High-level Design

We will follow the advice we’ve given in this course and will try to scope out a high-level design proposal before going into more details.

Looks like we will have several types of front-end for submitting text articles. There is a website and a mobile app, possibly with different versions for the different mobile operating systems. All these front-ends will have to be served by some piece of code, which runs the text summarization library.

In such cases it makes most sense to have one service sitting in the back-end serving requests from all possible front-end clients instead of having multiple services, one for each type of client. This back-end service will contain the code, which parses text articles and produces summaries for them by using the existing library.

Who talks to whom?

Now comes the question of how will the front-end clients talk to this back-end service. One possibility is to just have a RESTful API exposed by the summarization service, which all the front-end clients send HTTP requests to. This is a rather simple solution but it can have a few problems. We will look at these problems and discuss a better approach when we start discussing the scalability issues of our architecture.

Naturally, the responses will also have to get back to the front-end clients somehow. The way this is going to happen will also be discussed in more details when we get to the low-level design. For our high-level design it’s enough to outline the main actors and the communication channels between them.

Where do we store things?

Another thing to consider is the storage of the data. Our interviewer said that we have to store the incoming text articles and the generated summaries. In order to decide what storage solution is good we should probably know the expected size of the text articles and the summaries. Hm, seems like we didn’t ask this question initially. It’s ok to come up with additional questions in the process of building our design. So, let’s ask that.

The interviewer replies:

"We will limit the size of the text articles to be no more than 100 KB, this is our target at the moment. The summaries are meant to be quite smaller than that - no more than 1KB in size."

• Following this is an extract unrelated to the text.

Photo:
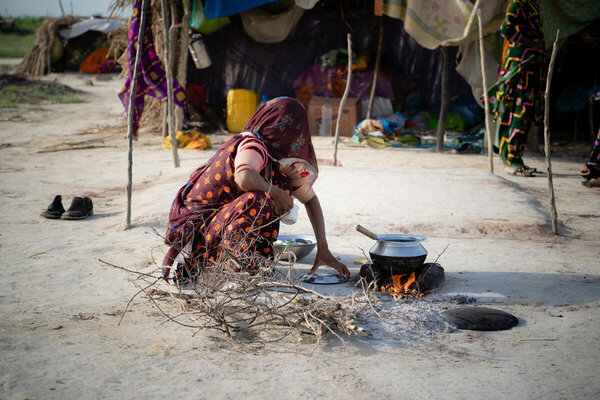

Considering that we expect 1 million requests per month, the maximum total size of all text articles received should be 1 mln * 100 KB or 100 GB per month. For one year we could accumulate up to 1.2 TB of data. The number of records won’t be very high though - 12 million at most per year. It seems reasonable to store the incoming text articles and the summaries in a relational database. Of course it is also fine to consider a NoSql solution or even a storage solution like S3 at least for the text articles. The choice partially depends on the goals of the company. Let’s ask the interviewer - how will this data be used? The answer:

"We will use the stored data to analyze the accuracy of our algorithms and also for some statistical goals. We will also want to show to our customers a history of their requests and the summaries that they received."

With this in mind it’s probably a good idea to use either a RDBMS or a NoSql solution. Either should work out well for us considering that they will be used to just store the data and fetch it by user.

Let’s try to draw a diagram of the design outlined so far:

It shows the main components of the design and the sequence of actions that are needed to handle one request. There are many important details mainly related to scalability that are not described in this diagram and we will discuss them next. However, this is a good start no matter how simple it looks.